Gabriella menganga tidak percaya. Oh, Damian mau bermain dengan cara licik sepertinya. “Sial! Kau benar-benar b******k! Bisakah biarkan aku sendiri!” ketus Gabriella sambil menggertakan giginya. Rasanya emosinya sudah meletup-letup hingga ke ujung ubun-ubunnya.
“Sebagai tunangan, aku tidak akan meninggalkan calon istriku tentu saja.”
Gabriella seolah merasakan siraman air dingin menyiram tubuhnya. Kesadaran akan kenyataan bahwa dirinya adalah calon istri Damian menghantamnya. Anehnya, biasanya ucapan Damian tidak membuatnya senang. Seharusnya ucapan Damian membuatnya marah. Ia dipaksa untuk menjadi tunangannya tanpa punya kuasa menolak. Ia dikekang dan diatur sesuka hati Damian. Laki-laki itu sudah merenggut kebahagiaannya, terlebih karena keluarga Damianlah Gabriella harus kehilangan seluruh anggota keluarganya.

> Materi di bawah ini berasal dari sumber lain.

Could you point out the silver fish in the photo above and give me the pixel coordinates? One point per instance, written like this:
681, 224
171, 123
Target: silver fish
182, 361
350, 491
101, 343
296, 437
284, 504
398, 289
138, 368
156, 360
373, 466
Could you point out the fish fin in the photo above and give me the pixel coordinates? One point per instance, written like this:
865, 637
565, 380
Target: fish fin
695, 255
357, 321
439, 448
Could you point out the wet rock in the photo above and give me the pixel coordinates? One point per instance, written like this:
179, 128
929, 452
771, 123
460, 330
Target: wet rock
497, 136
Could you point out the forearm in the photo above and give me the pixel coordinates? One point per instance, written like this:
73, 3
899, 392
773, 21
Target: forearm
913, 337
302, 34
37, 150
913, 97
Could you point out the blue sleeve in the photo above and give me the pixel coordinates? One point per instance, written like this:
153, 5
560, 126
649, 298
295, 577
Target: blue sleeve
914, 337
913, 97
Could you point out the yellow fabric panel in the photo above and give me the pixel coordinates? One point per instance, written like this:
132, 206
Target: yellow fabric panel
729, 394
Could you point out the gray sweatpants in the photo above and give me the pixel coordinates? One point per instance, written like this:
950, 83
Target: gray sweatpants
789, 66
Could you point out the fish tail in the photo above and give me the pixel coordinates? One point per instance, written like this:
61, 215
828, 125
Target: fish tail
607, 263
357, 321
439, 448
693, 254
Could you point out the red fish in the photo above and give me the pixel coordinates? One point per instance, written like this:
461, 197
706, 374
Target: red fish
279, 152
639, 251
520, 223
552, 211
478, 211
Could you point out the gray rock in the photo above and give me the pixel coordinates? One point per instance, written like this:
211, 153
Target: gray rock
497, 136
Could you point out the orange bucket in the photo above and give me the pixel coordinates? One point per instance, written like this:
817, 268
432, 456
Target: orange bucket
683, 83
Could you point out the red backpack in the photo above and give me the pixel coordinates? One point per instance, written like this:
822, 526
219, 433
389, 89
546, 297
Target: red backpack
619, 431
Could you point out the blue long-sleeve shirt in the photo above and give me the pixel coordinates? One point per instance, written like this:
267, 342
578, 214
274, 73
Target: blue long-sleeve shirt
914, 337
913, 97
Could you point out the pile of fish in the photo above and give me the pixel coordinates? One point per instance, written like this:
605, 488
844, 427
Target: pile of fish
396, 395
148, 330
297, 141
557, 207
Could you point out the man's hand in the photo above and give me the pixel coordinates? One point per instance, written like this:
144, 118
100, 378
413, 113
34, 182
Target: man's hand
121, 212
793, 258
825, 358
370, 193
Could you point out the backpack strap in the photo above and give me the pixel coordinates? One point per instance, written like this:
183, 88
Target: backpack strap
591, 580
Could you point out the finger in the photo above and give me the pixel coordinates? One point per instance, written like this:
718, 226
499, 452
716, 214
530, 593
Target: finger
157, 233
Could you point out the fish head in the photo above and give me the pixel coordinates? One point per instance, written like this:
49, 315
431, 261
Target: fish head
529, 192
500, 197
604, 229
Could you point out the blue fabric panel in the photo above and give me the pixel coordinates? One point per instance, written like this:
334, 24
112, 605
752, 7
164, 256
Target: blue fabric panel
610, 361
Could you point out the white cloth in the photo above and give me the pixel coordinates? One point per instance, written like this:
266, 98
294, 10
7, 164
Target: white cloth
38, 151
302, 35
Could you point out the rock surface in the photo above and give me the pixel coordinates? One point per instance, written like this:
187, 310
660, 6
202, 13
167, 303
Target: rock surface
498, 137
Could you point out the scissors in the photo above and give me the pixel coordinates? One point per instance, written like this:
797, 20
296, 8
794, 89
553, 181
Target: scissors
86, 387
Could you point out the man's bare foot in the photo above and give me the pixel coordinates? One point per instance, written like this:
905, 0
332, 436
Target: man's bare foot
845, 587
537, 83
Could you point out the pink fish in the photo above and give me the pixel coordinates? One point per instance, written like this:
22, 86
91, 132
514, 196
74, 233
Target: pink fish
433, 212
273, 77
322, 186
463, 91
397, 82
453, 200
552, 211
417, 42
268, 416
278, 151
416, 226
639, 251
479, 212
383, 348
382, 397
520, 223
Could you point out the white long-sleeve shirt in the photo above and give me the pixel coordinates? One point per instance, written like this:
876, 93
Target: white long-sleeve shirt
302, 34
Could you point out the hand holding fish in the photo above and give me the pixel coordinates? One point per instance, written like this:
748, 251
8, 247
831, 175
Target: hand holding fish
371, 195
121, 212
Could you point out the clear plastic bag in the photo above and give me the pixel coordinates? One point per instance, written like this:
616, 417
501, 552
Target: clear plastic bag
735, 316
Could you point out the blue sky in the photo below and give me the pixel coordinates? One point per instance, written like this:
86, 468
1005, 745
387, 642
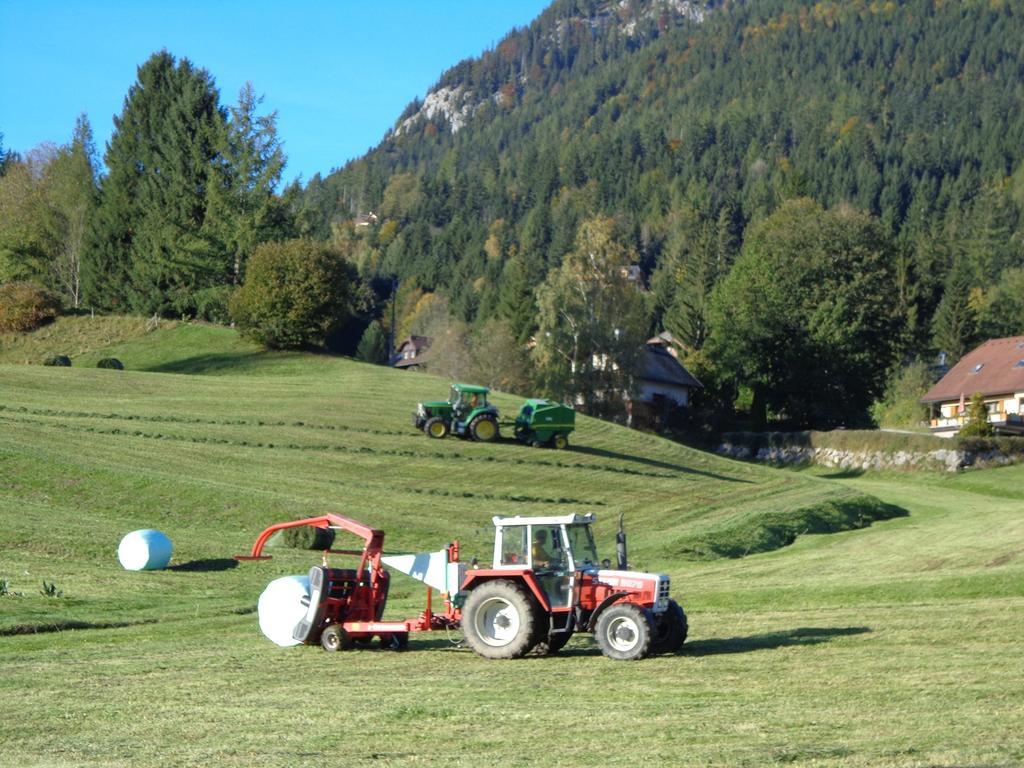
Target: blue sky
337, 73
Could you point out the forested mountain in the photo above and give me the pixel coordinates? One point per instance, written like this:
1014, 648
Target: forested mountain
688, 122
809, 197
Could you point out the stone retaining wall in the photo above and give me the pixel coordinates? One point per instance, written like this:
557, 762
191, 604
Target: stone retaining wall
950, 460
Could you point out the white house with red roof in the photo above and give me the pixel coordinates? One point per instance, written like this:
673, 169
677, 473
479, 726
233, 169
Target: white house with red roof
996, 371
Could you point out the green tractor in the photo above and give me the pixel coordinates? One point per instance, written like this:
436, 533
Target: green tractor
545, 423
466, 413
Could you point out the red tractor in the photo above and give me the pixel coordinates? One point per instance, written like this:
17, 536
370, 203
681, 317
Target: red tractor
545, 585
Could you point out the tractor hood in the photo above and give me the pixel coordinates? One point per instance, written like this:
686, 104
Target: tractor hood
435, 406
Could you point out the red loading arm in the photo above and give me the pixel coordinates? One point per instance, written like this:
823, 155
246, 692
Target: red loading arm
373, 538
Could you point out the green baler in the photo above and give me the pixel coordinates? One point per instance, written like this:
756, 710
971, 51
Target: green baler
545, 423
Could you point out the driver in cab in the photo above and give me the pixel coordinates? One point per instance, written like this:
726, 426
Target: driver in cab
543, 557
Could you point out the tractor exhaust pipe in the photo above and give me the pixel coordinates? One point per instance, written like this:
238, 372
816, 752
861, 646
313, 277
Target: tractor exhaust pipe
621, 546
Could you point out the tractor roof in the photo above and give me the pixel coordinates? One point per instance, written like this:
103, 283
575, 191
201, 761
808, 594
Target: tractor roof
547, 520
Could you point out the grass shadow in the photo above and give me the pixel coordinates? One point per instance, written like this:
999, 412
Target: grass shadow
844, 474
770, 640
206, 566
603, 454
212, 364
42, 628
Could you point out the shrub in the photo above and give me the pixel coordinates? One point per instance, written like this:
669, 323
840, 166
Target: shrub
25, 306
306, 537
296, 294
977, 419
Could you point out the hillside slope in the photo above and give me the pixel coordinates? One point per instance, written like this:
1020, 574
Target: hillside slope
688, 134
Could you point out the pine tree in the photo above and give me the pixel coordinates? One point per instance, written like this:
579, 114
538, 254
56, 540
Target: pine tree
152, 248
954, 327
373, 345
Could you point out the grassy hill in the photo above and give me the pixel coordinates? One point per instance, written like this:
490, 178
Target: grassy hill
889, 645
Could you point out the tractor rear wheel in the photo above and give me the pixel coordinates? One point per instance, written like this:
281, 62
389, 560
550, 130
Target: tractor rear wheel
670, 630
624, 632
483, 428
499, 620
435, 427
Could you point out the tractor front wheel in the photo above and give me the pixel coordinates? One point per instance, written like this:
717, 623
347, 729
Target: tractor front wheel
499, 620
334, 638
397, 641
624, 632
670, 630
436, 427
483, 428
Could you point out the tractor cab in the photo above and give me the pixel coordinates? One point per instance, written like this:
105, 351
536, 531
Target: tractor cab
465, 397
553, 548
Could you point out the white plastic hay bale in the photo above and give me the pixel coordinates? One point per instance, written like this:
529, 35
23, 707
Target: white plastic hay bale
144, 550
281, 607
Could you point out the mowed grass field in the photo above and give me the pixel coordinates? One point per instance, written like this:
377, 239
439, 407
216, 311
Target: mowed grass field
893, 644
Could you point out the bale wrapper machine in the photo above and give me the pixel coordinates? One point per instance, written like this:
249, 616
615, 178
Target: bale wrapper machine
544, 585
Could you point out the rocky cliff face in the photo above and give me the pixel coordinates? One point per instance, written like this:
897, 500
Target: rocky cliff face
455, 105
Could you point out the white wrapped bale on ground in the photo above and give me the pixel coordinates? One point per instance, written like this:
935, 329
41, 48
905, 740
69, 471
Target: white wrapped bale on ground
144, 550
283, 605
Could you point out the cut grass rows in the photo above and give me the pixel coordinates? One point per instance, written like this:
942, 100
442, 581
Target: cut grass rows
891, 645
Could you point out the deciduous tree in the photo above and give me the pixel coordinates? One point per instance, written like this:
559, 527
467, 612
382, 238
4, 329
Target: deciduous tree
591, 322
807, 316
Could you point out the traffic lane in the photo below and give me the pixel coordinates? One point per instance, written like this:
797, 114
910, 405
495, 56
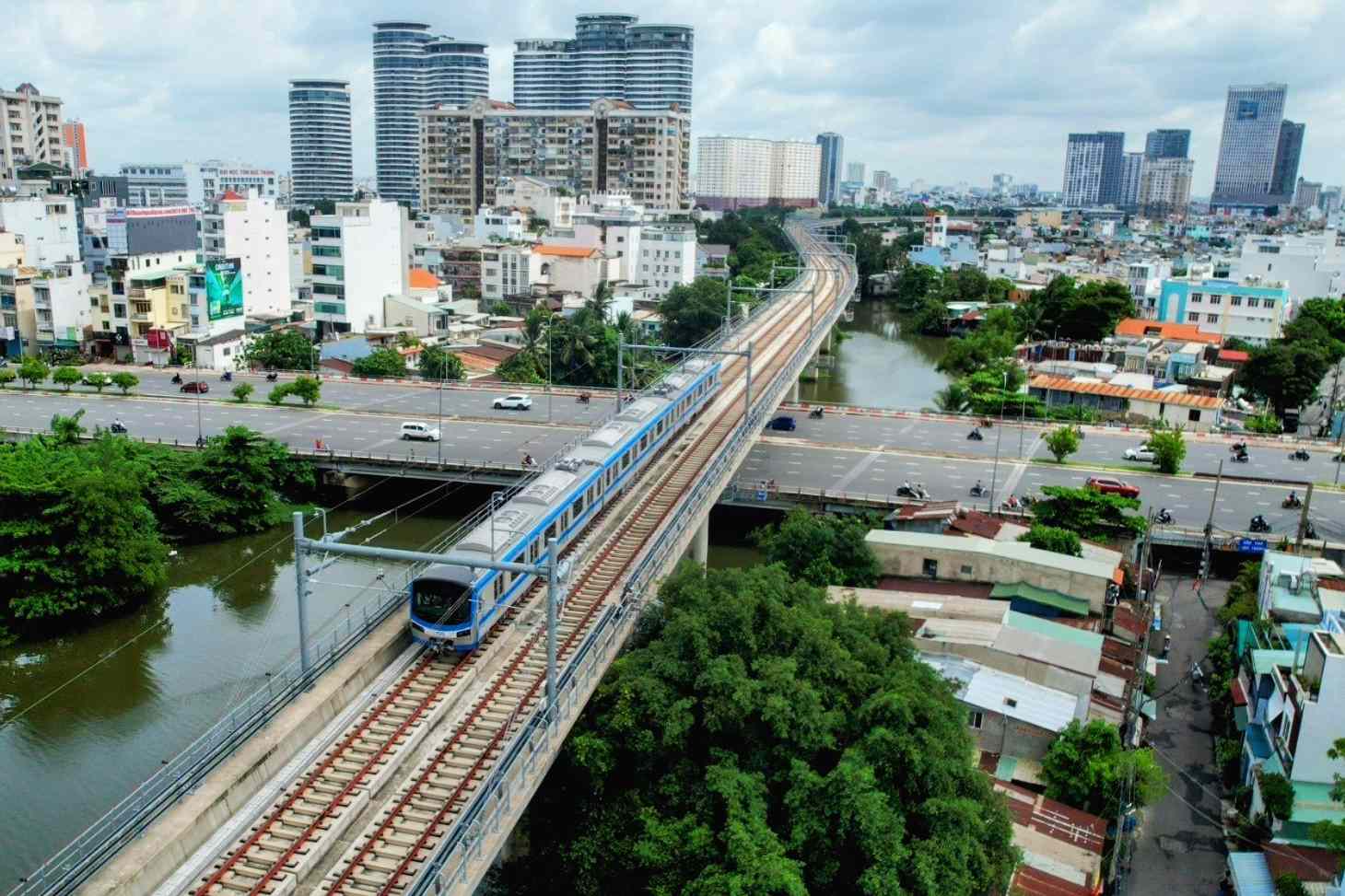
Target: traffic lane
1099, 446
170, 422
953, 479
392, 397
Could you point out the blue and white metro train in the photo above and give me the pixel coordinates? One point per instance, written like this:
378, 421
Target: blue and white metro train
453, 607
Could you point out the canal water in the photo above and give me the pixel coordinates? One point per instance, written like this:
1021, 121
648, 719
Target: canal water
883, 364
76, 738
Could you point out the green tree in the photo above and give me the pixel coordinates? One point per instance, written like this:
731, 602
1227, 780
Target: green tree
1169, 448
1085, 767
759, 739
693, 312
309, 389
1278, 796
1061, 441
439, 364
1060, 541
822, 549
380, 362
34, 370
67, 429
281, 350
66, 377
1087, 511
124, 381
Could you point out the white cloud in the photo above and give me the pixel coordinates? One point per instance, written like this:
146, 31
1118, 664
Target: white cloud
921, 87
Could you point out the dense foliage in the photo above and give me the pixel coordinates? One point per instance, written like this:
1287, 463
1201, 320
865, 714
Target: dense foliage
1090, 513
84, 526
1087, 768
759, 740
822, 549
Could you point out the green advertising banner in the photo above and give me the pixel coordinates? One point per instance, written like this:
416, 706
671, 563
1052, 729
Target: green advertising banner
224, 288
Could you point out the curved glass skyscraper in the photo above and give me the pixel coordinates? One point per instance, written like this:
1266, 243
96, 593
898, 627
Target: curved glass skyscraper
319, 140
611, 57
415, 70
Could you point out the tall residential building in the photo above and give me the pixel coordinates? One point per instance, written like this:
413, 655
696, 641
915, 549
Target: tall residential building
1165, 186
833, 152
209, 180
1131, 169
1168, 143
611, 146
1248, 146
32, 129
1287, 154
73, 134
743, 172
1094, 169
613, 57
155, 186
319, 140
415, 70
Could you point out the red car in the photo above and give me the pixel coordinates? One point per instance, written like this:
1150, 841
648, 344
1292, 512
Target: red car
1114, 487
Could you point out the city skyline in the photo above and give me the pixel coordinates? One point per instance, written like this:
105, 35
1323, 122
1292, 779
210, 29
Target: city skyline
786, 72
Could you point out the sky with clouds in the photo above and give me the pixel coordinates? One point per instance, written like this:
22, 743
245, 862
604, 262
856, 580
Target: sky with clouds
931, 89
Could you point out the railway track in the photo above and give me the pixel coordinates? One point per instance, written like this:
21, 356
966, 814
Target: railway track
386, 855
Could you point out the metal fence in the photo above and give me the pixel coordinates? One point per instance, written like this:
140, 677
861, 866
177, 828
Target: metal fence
526, 753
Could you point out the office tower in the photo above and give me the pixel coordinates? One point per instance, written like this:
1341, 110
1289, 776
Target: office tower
73, 136
833, 151
415, 70
608, 146
1131, 169
1248, 146
611, 57
32, 131
1094, 169
1165, 186
1168, 143
154, 186
742, 172
319, 140
1289, 149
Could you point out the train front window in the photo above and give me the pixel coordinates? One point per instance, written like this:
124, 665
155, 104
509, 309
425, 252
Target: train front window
441, 603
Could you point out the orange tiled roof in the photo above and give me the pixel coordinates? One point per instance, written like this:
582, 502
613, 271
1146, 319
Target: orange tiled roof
1180, 399
423, 279
1187, 332
565, 251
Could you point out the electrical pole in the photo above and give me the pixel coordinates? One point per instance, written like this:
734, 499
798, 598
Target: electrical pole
1303, 518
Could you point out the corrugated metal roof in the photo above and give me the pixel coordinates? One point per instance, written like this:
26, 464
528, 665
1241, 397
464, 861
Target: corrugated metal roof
1181, 399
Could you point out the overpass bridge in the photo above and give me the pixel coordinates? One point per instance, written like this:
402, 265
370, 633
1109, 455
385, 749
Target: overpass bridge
474, 775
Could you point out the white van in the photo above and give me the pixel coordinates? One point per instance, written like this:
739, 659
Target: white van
420, 431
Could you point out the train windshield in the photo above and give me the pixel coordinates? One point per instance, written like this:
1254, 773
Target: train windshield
441, 603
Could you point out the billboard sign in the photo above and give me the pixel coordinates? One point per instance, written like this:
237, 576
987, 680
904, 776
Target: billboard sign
224, 288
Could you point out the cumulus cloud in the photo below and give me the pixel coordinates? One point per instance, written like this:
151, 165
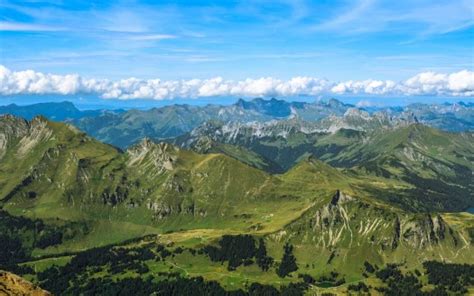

Tapi kenapa ucapan Damian kali ini justru menyentuhnya hingga ke hati yang terdalam. Ada sesuatu yang hangat dari kata-katanya.
“Kenapa, Abby? Apakah kata-kataku salah?” Damian meraih lembut juntaian rambut Gabriella yang terlepas dari kuncirannya dan dengan lembut juga menyelipkan di balik telinga.
“Ka—kalimat menjijikan apa yang baru saja kau ucapkan!” Gabriella menghempaskan tangan Damian menjauh darinya. Air matanya sudah sulit untuk dibendung namun gadis remaja itu menahannya dengan sekuat kemampuannya. “Dan jangan pernah memanggilku begitu. Aku tidak ingin mendengar nama itu disebut dari mulut busukmu!”
Damian tersenyum miris. Seperti biasa, Gabriella masih membencinya. Tidak peduli sebesar apa ia berusaha, apapun yang sudah ia lakukan tidak membuat gadis itu berhenti menatapnya dengan sinar kebencian seakan dosa Damian memang benar-benar tidak termaafkan.
“Maaf.” Setelah berkata dengan lirih, Damian melajukan mobilnya dalam keheningan. Baik Damian maupun Gabriella tidak bersuara dan memilih bergelut dengan pemikiran masing-masing hingga mereka kembali ke istana megah Alexander.